Monday, November 23, 2009

TimeLine view - first brush strokes

I have started implementing the TimeLine view - and implementing it from the ground up. My approach is to start with the basic topology and then to add flesh to the bones. The PC view has row labels of user determined width. I can kick this off in a small sample project - I should be able to get the basic structure of what I need working outside of Cello. So I started by adding a new (temporary) target to XCode and sketched out a basic splitter with two views in interface builder.

The drawRect methods of the views just fill the two rectangles with grey.

As a next step I have broken the two views into several sub views. The row header, column header and content are all need to be within NSScrollViews. So I have added those.

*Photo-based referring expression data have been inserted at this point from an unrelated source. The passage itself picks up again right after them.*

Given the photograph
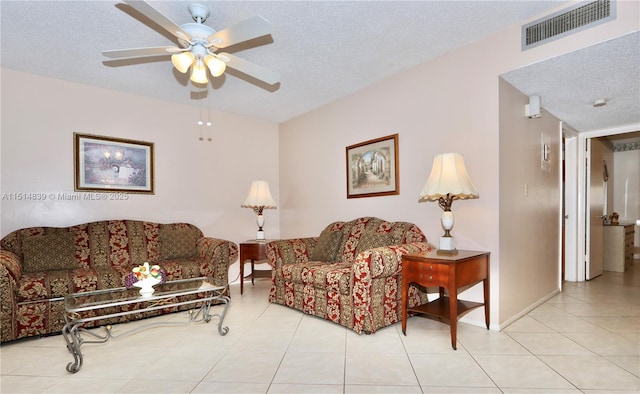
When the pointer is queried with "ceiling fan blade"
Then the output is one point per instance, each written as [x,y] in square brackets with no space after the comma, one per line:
[147,10]
[246,30]
[141,52]
[251,69]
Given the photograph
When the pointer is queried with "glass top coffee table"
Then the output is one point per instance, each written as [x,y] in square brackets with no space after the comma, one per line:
[81,308]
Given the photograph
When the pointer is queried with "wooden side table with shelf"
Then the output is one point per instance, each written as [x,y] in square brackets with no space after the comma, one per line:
[255,251]
[447,271]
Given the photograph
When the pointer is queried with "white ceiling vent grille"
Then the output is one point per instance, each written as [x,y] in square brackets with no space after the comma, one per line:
[579,17]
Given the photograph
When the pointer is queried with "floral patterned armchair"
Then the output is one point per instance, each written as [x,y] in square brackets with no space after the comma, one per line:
[350,274]
[40,265]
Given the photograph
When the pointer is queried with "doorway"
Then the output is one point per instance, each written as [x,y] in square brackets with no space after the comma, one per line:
[574,198]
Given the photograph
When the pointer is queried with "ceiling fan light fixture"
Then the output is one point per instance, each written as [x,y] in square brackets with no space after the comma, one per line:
[216,66]
[199,72]
[182,61]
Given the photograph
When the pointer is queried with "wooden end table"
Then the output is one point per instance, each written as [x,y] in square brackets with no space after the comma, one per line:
[254,251]
[447,271]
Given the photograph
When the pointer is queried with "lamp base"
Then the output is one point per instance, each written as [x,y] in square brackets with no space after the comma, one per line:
[446,243]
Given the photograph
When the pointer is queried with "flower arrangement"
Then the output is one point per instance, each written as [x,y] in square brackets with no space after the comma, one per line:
[145,274]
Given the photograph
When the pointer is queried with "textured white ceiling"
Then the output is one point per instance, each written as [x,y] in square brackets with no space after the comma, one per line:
[569,85]
[323,50]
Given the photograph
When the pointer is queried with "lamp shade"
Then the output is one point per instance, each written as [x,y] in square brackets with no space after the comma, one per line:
[259,196]
[216,66]
[199,72]
[448,177]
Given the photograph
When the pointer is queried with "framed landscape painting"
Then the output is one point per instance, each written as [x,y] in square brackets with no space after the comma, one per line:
[106,164]
[372,168]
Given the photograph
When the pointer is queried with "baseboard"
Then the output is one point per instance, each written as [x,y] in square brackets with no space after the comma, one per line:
[525,311]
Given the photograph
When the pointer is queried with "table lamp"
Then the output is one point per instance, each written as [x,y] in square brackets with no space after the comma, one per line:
[258,199]
[448,181]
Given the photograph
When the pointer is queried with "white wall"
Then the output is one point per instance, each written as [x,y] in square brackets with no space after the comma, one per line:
[626,195]
[530,203]
[200,182]
[448,104]
[626,178]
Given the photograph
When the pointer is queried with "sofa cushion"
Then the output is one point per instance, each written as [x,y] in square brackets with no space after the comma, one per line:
[178,244]
[374,239]
[335,276]
[328,247]
[50,252]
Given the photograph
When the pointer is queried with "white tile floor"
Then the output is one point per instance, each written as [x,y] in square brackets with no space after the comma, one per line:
[584,340]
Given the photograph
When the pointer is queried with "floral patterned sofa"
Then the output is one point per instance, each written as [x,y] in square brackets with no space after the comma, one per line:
[39,265]
[350,274]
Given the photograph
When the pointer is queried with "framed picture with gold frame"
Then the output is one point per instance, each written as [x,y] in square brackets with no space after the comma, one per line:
[105,164]
[372,168]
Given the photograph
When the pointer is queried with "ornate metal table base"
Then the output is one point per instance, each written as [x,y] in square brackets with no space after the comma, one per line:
[73,328]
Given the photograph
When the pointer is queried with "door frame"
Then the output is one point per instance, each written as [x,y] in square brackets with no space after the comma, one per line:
[577,265]
[569,200]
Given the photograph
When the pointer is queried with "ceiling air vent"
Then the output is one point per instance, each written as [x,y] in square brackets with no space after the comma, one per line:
[571,20]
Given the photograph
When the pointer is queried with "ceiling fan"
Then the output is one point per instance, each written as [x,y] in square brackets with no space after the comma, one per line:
[199,44]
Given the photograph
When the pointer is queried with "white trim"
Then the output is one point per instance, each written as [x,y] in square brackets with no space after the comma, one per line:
[570,201]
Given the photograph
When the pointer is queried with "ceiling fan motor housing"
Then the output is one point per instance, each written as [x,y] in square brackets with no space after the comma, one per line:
[199,12]
[199,34]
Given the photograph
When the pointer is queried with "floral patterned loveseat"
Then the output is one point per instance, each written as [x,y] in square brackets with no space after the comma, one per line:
[350,274]
[39,265]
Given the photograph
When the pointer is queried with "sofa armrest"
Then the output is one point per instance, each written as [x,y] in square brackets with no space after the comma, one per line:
[375,277]
[216,255]
[288,251]
[384,261]
[10,272]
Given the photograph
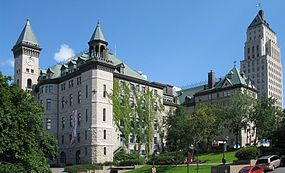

On from this I have started sketching out the protocol for the DataSource modeling it roughly on the DataSource in the NSTableView. My idea is to start with a protocol that is close to how I am implementing the TimeLine - initially something very much like a table. My plan is then when the basic table functionality is working to shift directions and refine the protocol so it more closely resembles the data that is presented and required by Cello as it stands.

Sunday, November 22, 2009

NSTableView vs MBTableGrid - the verdict

I have spent some time looking at NSTableView and also the open source MBTableGrid. What I have been doing is playing around with them in test applications to try and get a measure of the two approaches. In the end I have decided to write my own view from the ground up. Looking at the MBTableGrid example has given em a really good idea of what it will take to do it - and the work will not be greater from what I will need to do to get MBTableGrid customized and wrinkled into the form that I need. MBTableGrid is closer to what I need than NSTableView.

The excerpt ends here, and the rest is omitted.